Although the harvest is good, Latvian apple growers complain about fierce competition with foreign produce.

"Second- or third-class apples, you could say, are coming into Latvia from Poland. What they cannot sell to the west, to the south of them, they sell at a cheap price. Unfortunately, this is often a disposal price, plus transport costs, so the Latvian buyer goes – oh, yes, the Pole grows so cheaply... The Pole just took it to the trash," says Jānis Zilvers, Deputy Chairman of the Board of the Latvian Fruit Growers' Association.

Now, at the time of the apple harvest, the price of apples is low. Often, on the side of the road, you can see apples in boxes to be taken for free, or on websites for a few cents a kilo.

Meanwhile, varietal apple growers sell good quality dessert apples for between one and two euros per kilo.

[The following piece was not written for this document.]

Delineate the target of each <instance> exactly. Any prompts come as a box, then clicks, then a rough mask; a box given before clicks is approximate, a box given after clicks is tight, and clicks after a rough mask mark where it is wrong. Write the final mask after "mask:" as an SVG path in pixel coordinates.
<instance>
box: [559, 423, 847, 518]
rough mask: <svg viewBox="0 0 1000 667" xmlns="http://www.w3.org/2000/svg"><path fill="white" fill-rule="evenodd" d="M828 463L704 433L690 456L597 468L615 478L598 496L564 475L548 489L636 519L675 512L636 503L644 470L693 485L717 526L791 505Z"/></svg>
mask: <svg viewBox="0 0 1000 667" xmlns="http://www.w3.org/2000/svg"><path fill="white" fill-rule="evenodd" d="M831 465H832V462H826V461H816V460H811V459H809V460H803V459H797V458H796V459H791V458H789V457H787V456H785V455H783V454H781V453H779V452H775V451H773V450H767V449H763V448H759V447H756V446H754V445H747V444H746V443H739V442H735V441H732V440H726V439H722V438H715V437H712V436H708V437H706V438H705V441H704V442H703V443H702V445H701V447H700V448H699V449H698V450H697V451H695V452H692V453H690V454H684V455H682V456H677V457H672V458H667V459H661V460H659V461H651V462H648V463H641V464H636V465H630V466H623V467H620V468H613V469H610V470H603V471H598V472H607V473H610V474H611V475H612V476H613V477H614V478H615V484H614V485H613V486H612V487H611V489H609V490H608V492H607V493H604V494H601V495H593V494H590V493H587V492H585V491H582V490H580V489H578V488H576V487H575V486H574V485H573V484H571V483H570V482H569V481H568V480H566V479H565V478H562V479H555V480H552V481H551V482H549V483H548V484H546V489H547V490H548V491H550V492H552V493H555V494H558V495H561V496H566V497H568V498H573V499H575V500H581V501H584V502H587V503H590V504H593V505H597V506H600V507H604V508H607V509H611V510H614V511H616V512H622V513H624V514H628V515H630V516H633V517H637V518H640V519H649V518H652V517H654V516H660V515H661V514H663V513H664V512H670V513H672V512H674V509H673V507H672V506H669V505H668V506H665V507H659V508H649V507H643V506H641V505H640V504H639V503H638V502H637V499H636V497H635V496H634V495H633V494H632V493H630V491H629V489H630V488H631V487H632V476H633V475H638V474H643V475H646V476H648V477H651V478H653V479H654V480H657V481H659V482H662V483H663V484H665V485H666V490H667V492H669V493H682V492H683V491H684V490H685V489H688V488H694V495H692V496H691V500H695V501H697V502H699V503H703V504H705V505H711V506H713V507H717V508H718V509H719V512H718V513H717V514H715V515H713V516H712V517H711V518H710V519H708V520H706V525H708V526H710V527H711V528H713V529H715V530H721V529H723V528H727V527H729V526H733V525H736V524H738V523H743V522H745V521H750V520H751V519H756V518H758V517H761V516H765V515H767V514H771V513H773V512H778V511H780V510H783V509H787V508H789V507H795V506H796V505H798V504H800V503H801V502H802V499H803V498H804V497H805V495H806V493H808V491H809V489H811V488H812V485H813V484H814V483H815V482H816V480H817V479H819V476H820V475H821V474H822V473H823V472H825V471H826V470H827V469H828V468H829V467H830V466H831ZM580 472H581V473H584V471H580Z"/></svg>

The problem is that imported apples are often falsely represented in shops as being grown in Latvia.

"Non-Latvian apples are also sold under the name of Latvian apples. It would be normal for unprocessed products grown in Latvia to be traceable back to the grower, back to the farm. So each package would be labelled with the specific farm," Zilvers said. 

The Latvian Fruit Growers' Association points out that Latvia has so many apple-growing areas that, if properly tended everywhere, it would be possible to offer many different flavors of apples to domestic buyers throughout the year. The Dobele Institute of Horticulture continues to work on finding new varieties of hardy apples with even better flavors.

"At the moment, quite a number of hybrids developed by breeder Laila Ikase are still being tested. Their main characteristics are mostly high quality, as well as disease resistance - one of our main breeding goals," says Gunārs Lācis, Head of the Genetics and Breeding Department at the Dobele Institute of Horticulture.

Statistics compiled several years ago showed that each person in Latvia eats an average of 14 kilograms of apples a year.